Virgilio puede ser el maestro de ceremonias de un loquero. Con la camiseta argentina y la cara pintada de bufón, bien munido de pizza y cerveza, hace su bailecito narcótico y prepara la escena después de escuchar el grito del silbato. Así será por el paso de los siglos en un severo contraste con Orlando que no está dispuesta a ninguna comedia. Ella sabe que la calavera con la que jugaba el personaje de Virginia Woolf como si fuera una pelota de fútbol es el fósil de todos los derrotados exterminados por su padre. Ese al que Orlando no quiere parecerse, por eso se manifiesta como mujer porque los hombres crearon un mundo infame. 

Ella, porque las dudas sobre su sexo existieron siempre y Orlando va a contemplarlas, a integrarlas en su ropa y su barba pintada para hacer de lo binario algo así como una antorcha extinguida para siempre. Ella, Orlando, con el micrófono en la mano, porque el teatro político necesita de ese instrumento tan bastardeado para decir que cuando se alza la voz se puede producir pensamiento, va a hacer una proclama sobre la escritura como una práctica que martilla el tiempo para habitarlo como una especie de autora que quiere borrar la autoridad del padre y alejarse de los hechos. Aquí Orlando no escribe por petulancia, como ocurría en la novela de Woolf, la letra que está en las paredes del escenario como un graffiti que no cuida las formas, llama a pensar. Si el Mal, como señalaba Emmanuel Levinas, es desentenderse de las consecuencias de los propios razonamientos, la acción en el teatro reproduce obediencia.  

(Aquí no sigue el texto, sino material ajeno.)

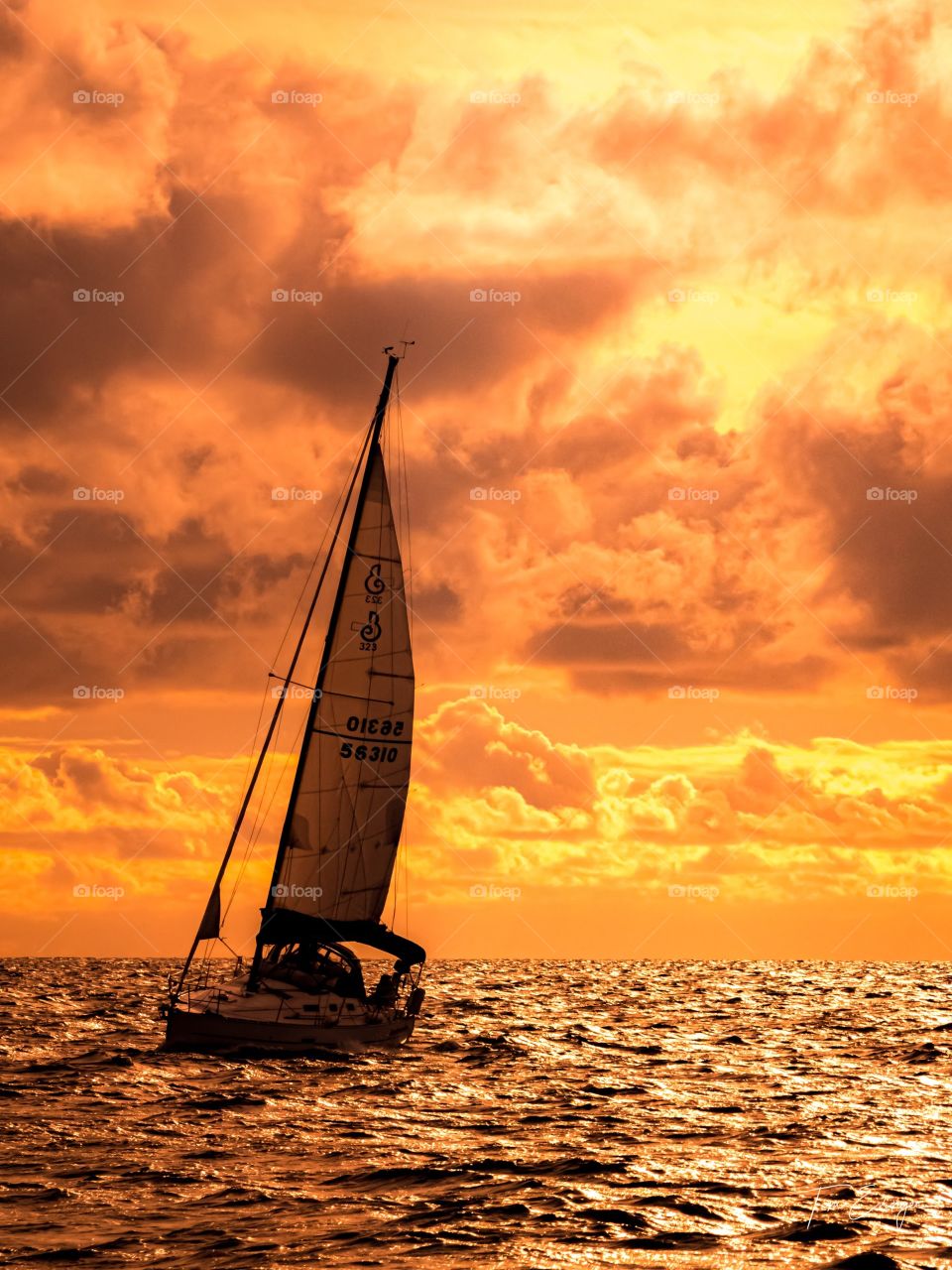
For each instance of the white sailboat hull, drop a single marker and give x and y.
(190, 1030)
(291, 1021)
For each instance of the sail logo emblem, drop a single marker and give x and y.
(371, 630)
(373, 583)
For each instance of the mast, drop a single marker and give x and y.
(371, 444)
(212, 911)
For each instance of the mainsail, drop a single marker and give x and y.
(338, 847)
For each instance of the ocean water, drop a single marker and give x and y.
(544, 1114)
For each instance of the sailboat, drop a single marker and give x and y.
(335, 855)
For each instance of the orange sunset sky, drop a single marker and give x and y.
(684, 676)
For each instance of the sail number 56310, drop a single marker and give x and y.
(372, 753)
(375, 726)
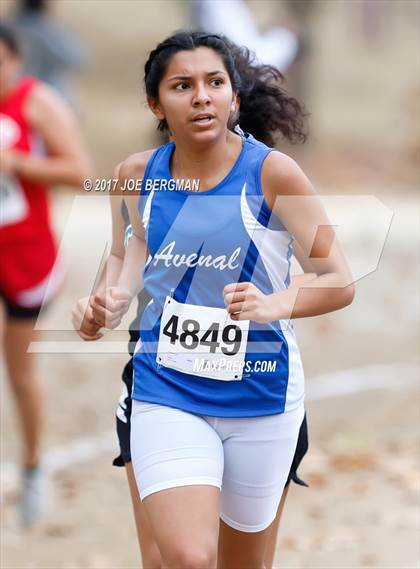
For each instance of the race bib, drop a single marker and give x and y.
(13, 205)
(202, 341)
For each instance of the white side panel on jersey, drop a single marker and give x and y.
(147, 209)
(273, 247)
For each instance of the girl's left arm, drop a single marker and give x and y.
(292, 198)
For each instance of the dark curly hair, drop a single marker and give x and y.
(266, 109)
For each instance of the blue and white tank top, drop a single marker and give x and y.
(191, 355)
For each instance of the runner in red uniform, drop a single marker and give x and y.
(40, 146)
(27, 248)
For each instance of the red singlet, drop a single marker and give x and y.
(27, 247)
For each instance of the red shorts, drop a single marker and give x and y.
(27, 278)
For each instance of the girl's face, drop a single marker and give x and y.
(9, 69)
(195, 96)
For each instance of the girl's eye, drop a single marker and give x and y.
(181, 86)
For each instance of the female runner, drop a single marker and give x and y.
(89, 330)
(40, 146)
(218, 382)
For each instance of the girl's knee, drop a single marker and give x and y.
(190, 556)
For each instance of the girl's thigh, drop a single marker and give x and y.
(178, 464)
(258, 454)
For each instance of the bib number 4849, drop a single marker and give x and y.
(190, 333)
(229, 338)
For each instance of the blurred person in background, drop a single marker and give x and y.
(40, 147)
(278, 46)
(50, 51)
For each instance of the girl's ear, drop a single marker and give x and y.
(235, 102)
(155, 107)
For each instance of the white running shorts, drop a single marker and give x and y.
(247, 458)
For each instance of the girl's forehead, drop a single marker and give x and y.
(186, 62)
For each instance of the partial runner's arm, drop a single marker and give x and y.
(292, 198)
(65, 160)
(82, 314)
(116, 299)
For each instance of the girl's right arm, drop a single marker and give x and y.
(117, 299)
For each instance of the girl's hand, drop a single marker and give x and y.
(9, 161)
(83, 321)
(109, 307)
(244, 301)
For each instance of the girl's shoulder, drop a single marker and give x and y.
(281, 175)
(135, 165)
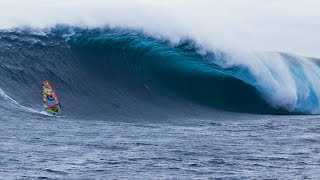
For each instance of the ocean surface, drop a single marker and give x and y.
(143, 107)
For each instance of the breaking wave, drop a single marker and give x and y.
(117, 71)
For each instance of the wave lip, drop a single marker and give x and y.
(151, 69)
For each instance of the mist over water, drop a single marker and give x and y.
(160, 89)
(257, 25)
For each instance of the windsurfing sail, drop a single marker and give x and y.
(50, 98)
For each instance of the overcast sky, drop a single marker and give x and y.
(267, 25)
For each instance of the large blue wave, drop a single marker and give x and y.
(90, 62)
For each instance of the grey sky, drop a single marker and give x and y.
(268, 25)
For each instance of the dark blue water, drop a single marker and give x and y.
(139, 107)
(236, 146)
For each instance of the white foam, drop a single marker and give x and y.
(10, 101)
(284, 25)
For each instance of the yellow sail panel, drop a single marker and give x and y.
(50, 98)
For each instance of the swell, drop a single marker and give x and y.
(113, 72)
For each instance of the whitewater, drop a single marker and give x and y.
(160, 90)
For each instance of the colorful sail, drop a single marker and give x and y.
(50, 98)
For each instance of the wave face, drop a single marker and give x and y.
(116, 71)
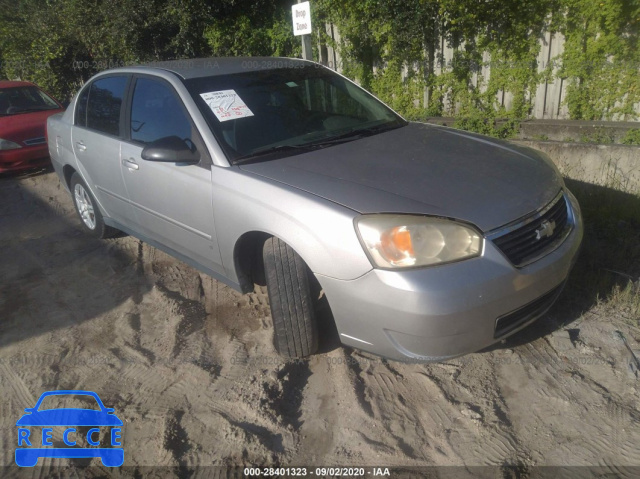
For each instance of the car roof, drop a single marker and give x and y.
(13, 84)
(206, 67)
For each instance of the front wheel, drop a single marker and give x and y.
(292, 309)
(88, 210)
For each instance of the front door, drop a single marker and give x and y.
(96, 143)
(172, 202)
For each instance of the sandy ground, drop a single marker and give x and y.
(189, 367)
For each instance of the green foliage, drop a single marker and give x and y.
(59, 44)
(392, 47)
(632, 137)
(261, 30)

Maricel Álvarez ofrece una criatura que no se conforma, que desconfía de los bien descansados, de la felicidad como consenso. Como en Hécuba, el gineceo canino, hay algo agónico en el decir que la lleva a un límite donde la actuación parece emancipada del personaje. Ella busca una reacción en ese público al que le habla de frente para hacerle saber que siempre elige ser esclavo. Igual que su biógrafo, personaje instalado en lo alto de una escalera, considera que la libertad es algo que el humano rechaza. Esa huida hacia las filas de la normalidad es lo que hace del impulso insatisfecho un cuestionamiento al humano como copia exacta de su propio verdugo. 

La dramaturgia de Emilio García Wehbi no descansa. Elige un personaje que atraviesa cinco siglos, como una suerte de vampiro que se nutre de todos los sexos imaginados para decir que el cuerpo ya no es sagrado. 

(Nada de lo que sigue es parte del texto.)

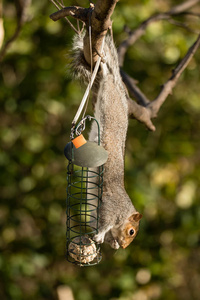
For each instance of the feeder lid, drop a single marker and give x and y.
(88, 155)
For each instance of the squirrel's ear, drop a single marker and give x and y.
(135, 217)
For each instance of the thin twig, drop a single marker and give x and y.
(134, 91)
(21, 19)
(138, 32)
(186, 27)
(70, 24)
(145, 114)
(169, 85)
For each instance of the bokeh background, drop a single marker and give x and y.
(38, 99)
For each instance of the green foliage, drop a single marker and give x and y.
(38, 99)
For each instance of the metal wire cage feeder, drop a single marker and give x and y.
(84, 195)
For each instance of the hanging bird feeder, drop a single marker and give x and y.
(84, 194)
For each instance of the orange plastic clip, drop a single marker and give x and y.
(79, 141)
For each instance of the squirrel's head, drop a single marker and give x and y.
(129, 230)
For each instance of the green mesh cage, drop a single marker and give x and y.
(84, 195)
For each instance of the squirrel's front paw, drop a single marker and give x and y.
(99, 238)
(114, 244)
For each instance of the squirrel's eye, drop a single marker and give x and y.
(131, 231)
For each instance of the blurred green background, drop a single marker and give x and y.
(38, 99)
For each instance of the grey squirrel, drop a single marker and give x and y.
(119, 220)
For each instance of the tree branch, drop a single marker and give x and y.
(155, 105)
(21, 7)
(138, 32)
(98, 17)
(134, 91)
(145, 114)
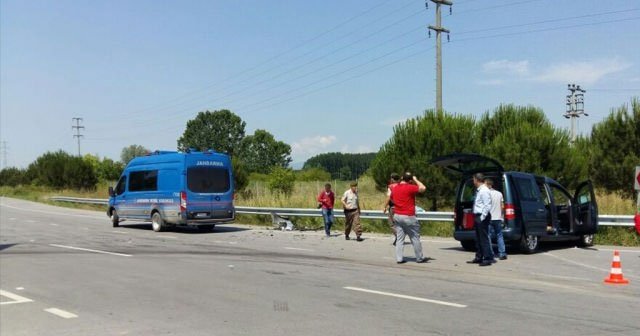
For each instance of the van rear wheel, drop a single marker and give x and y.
(157, 223)
(115, 219)
(585, 240)
(528, 243)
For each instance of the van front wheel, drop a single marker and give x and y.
(157, 224)
(529, 243)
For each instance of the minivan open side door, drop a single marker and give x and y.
(586, 209)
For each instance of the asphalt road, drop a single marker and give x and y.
(68, 272)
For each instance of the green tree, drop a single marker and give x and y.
(415, 142)
(261, 152)
(220, 130)
(130, 152)
(281, 180)
(13, 177)
(615, 149)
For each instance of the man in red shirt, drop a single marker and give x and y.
(326, 200)
(404, 216)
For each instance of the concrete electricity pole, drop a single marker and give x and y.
(439, 29)
(77, 127)
(575, 107)
(4, 150)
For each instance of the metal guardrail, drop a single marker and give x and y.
(433, 216)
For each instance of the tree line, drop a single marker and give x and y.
(521, 138)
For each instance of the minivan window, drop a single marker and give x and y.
(145, 180)
(208, 179)
(527, 189)
(121, 185)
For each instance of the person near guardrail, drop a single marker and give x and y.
(388, 205)
(404, 217)
(497, 204)
(326, 200)
(351, 207)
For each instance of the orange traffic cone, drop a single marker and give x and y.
(615, 276)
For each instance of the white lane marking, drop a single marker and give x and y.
(60, 313)
(51, 213)
(15, 297)
(583, 265)
(90, 250)
(621, 251)
(401, 296)
(297, 249)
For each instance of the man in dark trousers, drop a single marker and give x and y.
(482, 220)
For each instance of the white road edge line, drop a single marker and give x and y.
(15, 297)
(90, 250)
(60, 313)
(298, 249)
(414, 298)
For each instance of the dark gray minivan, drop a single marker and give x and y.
(536, 208)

Lo político en el teatro de García Wehbi y Álvarez está en el modo impertinente de unir la filosofía, las tramas de los mil nombres de la ciencia con lo inmediato. El contexto es un dato del que se desmarca Orlando, por más que los hechos históricos aparezcan en abundancia durante toda la obra, especialmente en el parlamento del biógrafo que encarna García Wehbi, afianzado en el papel como documento, a diferencia de Orlando que no necesita leer porque la historia está en ella. Romper el territorio es un modo de hacer entrar en tensión todas las épocas para pensar que Orlando puede estar viviendo el siglo XVII en pleno siglo XXI. La muerte es la correntada que los une y que hace de los sujetos sombras de muertos. Hay una noción de lo humano que está cada vez más vaciada y que Orlando enciende cuando se pregunta cómo soportamos tanta humillación, esa que ni los animales aceptarían. En el lenguaje está la única posibilidad de reconstruirse, incluso el sexo sería algo así como un modo de pensar, de ser condescendiente o enemigx de la realidad. Si la biología fue rebatida en los estudios de género y Beatriz/Paul Preciado vuelve a ella como campo de experimentación, esta Orlando que no acepta ser alcanzada por la noción de androginia hace del sexo una dialéctica empecinada en el lenguaje como zona masacrada por la opinión, acopio de muertes que sueltan un fuerte olor a macho. 

Orlando se presenta de jueves a domingos a las 20 en el Teatro San Martín. Av. Corrientes 1530. CABA.